First Lady Jill Biden and Dr. Anthony Fauci, the president’s chief medical adviser, toured a children’s hospital in Washington D.C. administering the Pfizer vaccine to teens on Thursday, just over a week after U.S. health officials authorized the shot for kids 12 to 15 years old.


What You Need To Know

  • First Lady Jill Biden and Dr. Anthony Fauci toured the Children's National Hospital in Washington, D.C. on Thursday, where staff was administering the Pfizer vaccine to teens

  • Dr. Biden praised Dr. Fauci for his work during the pandemic, calling him an "American hero," while Fauci praised frontline workers at the hospital

  • Biden and Fauci spoke with a seventh-grader before she got her first dose of the Pfizer vaccine, one of hundreds of thousands of adolescents to get the shot in the last week

  • Dr. Fauci responded to questions about whether the CDC's new mask guidance was confusing, saying officials were now clarifying and "on the right track"

On the tour, Biden and Fauci were led through Children’s National Hospital’s vaccine registration and administration sites, where they met hospital staff and teenagers waiting to get the vaccine.

“Have you met our American hero here?” the first lady said of Dr.
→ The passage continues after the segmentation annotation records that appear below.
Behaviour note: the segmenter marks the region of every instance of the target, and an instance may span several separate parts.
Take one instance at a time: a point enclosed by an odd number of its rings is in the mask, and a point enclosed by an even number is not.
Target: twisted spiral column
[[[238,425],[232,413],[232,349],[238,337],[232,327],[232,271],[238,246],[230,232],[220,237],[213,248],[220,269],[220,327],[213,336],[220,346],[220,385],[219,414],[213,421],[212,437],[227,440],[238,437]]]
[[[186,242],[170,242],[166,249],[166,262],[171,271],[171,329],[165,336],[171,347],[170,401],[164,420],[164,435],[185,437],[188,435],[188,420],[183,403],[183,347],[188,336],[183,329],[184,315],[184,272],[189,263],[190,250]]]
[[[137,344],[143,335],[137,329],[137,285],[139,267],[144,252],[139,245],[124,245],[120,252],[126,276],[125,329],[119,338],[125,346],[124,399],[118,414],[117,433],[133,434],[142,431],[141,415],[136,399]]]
Fauci, who is the director of the National Institute of Allergy and Infectious Diseases and has advised seven U.S. presidents so far, to which staff broke out in applause. 

Fauci has been one of the most vocal federal health officials since the pandemic began in early 2020, despite some conflict with former president Trump, often doing dozens of media interviews per week while still visiting patients and keeping up with his role as director of NIAID.
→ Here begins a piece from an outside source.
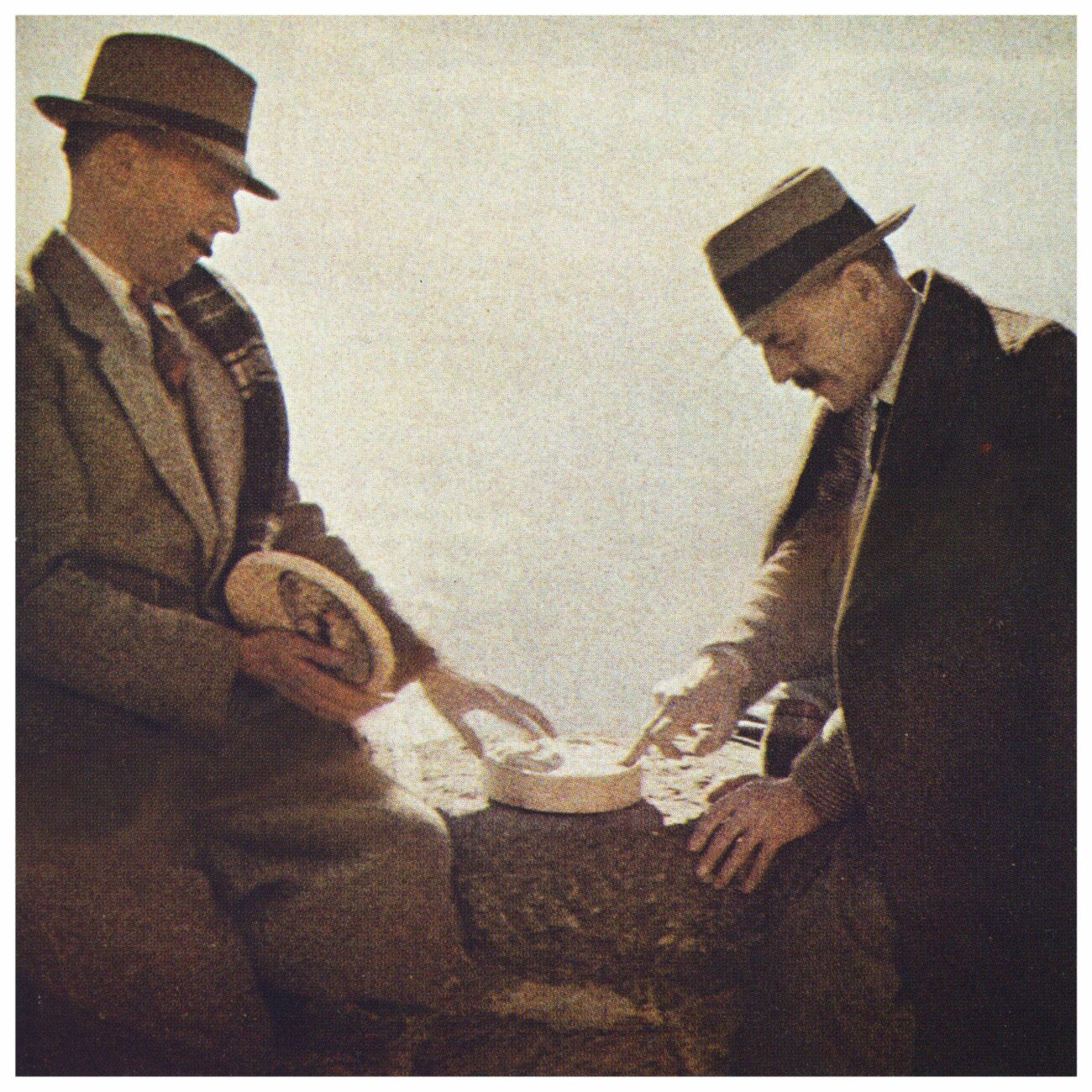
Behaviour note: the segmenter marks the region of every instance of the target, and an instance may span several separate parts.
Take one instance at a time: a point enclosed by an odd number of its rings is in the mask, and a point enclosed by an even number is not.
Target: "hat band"
[[[876,227],[852,198],[838,212],[802,228],[749,265],[720,281],[721,292],[737,320],[746,320],[779,299],[809,270]]]
[[[96,106],[108,106],[115,110],[124,110],[127,114],[139,114],[151,121],[158,121],[171,129],[180,129],[191,136],[206,136],[219,144],[226,144],[236,152],[247,151],[246,134],[240,133],[230,126],[225,126],[212,118],[203,118],[200,114],[190,114],[189,110],[176,110],[171,106],[156,106],[154,103],[142,103],[136,98],[118,98],[112,95],[84,95],[85,103],[94,103]]]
“Frontline people like yourselves are the ones that are making it work,” Dr. Fauci told the hospital’s vice president of patient care. 

Dr. Biden and Dr. Fauci then met and spoke with a seventh-grader named Skylah Jackson and her family just before she got her first dose.

“Ready to get yours? I’ve already gotten mine,” she said, noting her time as a teacher and asking her about school.

 

First lady Jill Biden, left, holds hands with Skylah Jackson, as the girl received her first Pfizer COVID-19 vaccination, Thursday, May 20, 2021, at Children's Hospital in Washington. (AP Photo/Jacquelyn Martin)

 

The other parents, teens and the staff in the room applauded when Jackson got the shot. Dr. Biden then chatted with a 16-year-old named Ashley Velasquez, who was there to get her second Pfizer dose and who she told to have a great summer. 

Earlier this week, Centers for Disease Control and Prevention Director Rochelle Walensky said that more than 600,000 teens had gotten the vaccine in the week since it was authorized by the Food and Drug Administration.

On Thursday’s hospital tour, Dr. Fauci said that parents of children under 12 should expect to know whether the shot is safe for their kids by the end of this year.

“We’re doing age de-escalation studies,” Fauci said, explaining that the 9 to 12 year-old age group would come next, before children six to nine and then two to six years old.

“By the end of this calendar year, it's likely that we'll have enough information to vaccinate children,” he added.

More than 160 million people — or nearly half of the country — have gotten at least one dose, according to CDC data.

Earlier this week, Dr. Walensky and other health officials urged more young people to get the shot in order to continue driving case numbers and deaths down.

“We have truly made tremendous strides across the country to ensure people have access to vaccines,” she said. “If you haven't yet been vaccinated, perhaps you will consider being our reason to celebrate one more.”

Dr. Fauci also addressed the CDC’s rollout of the new mask guidance on Thursday and whether it was misinterpreted.

“I think it’s just a situation where the CDC was trying to impress on people how important it is to get vaccinated,” he said. “Unfortunately, some people interpreted that everybody can remove their mask, which is not the case. We’re clarifying it now, and I think we’re getting on the right track.”

Asked when she and the president may start eating out at restaurants, Dr. Biden said she did feel safe enough to dine out. 

“But I don’t know, Joe’s so busy,” the first lady said, met with laughter.